Digital video has now reached a stage of maturity characterized by the emergence of comprehensive platforms and solutions for broadband delivery, making video as easy to locate, manage and use as text.
The Internet has significantly raised the bar on what people expect from all types of digital content. Users now expect to easily browse, search, download and share information any time, anywhere. Until recently, these types of interactions applied primarily to text-based information because traditional video, even in digital form, did not lend itself to these new levels of interactivity.

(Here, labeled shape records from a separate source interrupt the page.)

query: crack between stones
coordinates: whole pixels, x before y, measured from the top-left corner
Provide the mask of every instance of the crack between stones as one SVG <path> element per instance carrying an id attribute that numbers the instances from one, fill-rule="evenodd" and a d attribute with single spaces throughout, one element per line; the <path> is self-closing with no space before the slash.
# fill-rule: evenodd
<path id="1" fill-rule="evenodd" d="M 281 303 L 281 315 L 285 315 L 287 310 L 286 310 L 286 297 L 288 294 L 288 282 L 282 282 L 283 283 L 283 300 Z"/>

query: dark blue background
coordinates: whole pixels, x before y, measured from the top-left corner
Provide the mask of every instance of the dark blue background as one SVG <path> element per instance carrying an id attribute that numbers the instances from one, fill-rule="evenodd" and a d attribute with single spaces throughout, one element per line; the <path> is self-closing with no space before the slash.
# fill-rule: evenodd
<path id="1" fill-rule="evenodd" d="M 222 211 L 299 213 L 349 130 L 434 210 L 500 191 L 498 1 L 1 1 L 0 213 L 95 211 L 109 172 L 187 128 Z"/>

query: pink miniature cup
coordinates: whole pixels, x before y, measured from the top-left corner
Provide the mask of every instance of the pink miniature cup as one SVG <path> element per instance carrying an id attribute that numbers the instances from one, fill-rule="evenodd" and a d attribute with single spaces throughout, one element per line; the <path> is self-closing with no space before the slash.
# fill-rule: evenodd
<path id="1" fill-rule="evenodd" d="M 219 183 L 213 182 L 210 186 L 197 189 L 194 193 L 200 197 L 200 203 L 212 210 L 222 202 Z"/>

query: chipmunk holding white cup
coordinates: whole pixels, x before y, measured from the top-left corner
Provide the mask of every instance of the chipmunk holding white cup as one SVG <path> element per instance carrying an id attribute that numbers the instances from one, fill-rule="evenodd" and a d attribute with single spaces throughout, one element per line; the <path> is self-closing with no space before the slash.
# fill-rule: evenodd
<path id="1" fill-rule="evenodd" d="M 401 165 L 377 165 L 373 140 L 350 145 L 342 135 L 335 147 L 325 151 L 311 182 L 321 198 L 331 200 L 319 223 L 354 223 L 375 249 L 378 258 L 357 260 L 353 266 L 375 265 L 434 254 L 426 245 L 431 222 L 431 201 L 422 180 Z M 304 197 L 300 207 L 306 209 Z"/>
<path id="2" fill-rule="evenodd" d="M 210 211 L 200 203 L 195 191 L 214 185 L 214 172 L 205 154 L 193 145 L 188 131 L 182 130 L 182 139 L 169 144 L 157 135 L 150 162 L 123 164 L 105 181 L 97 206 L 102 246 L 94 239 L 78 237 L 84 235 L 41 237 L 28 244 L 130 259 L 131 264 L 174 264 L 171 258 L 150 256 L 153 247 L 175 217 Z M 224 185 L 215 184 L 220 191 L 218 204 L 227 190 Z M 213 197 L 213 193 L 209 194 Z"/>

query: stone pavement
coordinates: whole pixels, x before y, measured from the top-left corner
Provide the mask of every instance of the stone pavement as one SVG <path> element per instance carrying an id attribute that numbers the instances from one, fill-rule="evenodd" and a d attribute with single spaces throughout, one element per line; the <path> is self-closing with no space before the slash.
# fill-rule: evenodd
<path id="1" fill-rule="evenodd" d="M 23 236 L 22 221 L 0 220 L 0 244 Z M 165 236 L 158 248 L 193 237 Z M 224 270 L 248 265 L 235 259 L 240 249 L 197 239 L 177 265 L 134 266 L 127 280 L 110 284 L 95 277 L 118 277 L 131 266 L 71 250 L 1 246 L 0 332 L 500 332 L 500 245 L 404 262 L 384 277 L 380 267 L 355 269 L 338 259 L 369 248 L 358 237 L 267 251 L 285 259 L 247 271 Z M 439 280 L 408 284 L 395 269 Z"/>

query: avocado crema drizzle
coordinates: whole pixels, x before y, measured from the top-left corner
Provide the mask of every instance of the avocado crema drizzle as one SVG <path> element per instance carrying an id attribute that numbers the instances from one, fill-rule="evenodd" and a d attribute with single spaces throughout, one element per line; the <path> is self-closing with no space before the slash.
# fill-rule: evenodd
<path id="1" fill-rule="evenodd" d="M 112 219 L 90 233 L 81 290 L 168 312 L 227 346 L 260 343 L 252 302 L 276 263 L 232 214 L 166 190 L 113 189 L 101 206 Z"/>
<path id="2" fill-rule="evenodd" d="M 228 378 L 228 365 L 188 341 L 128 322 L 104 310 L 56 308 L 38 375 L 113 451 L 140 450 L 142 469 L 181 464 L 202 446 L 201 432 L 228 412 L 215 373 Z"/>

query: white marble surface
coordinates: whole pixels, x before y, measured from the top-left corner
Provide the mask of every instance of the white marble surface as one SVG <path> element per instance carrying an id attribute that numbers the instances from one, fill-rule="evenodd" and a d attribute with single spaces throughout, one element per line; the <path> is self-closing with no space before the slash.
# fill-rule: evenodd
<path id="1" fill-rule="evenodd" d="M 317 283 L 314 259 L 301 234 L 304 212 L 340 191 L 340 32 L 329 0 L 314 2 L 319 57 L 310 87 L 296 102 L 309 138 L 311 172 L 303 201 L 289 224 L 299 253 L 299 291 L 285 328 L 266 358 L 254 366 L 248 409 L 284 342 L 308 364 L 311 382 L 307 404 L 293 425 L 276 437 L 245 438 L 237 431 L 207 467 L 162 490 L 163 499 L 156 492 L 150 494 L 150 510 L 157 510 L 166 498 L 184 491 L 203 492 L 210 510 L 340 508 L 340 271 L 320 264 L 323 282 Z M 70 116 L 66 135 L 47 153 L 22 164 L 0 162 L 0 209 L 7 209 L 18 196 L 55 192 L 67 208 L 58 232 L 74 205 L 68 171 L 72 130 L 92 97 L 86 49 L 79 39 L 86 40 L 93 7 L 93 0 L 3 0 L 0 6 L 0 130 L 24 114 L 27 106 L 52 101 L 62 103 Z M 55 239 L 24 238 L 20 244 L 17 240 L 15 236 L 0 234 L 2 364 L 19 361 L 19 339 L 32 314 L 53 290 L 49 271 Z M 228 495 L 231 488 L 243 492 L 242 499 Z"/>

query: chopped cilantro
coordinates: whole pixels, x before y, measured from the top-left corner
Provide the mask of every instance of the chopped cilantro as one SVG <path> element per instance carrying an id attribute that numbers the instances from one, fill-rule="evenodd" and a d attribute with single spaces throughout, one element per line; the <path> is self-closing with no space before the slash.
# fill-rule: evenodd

To fully enable video for the Internet, it must be fully indexed at a fine level of granularity, intelligently prepared in a device-independent way, and delivered by an application platform that can exploit the index information. For the purposes of this article, we will refer to application-server-driven indexed video as "applied video." But before delving into the meaning of applied video, it would be worthwhile to understand where digital video has been and where it is going.
Clearly, analog video in the form of VHS tape and broadcast/cable has been with us for a long time. The migration to digital media assembly processes and digital TV delivery has been a lengthy and painful process, one that is not yet complete. Web-based video, on the other hand, has evolved much more rapidly. Beginning with QuickTime, Microsoft Video for Windows and MPEG-1, digital video files became available for download in the early '90s. The growth of the Internet brought forth new video standards based on streaming (such as RealVideo) and Microsoft Media based on the real-time interactive networked multimedia standard MPEG-4.
The driving force behind the recent evolution of digital video is the opportunity to commercialize content in new ways that go beyond traditional delivery and commerce mechanisms. Applied video introduces opportunities for content owners to develop new revenue streams.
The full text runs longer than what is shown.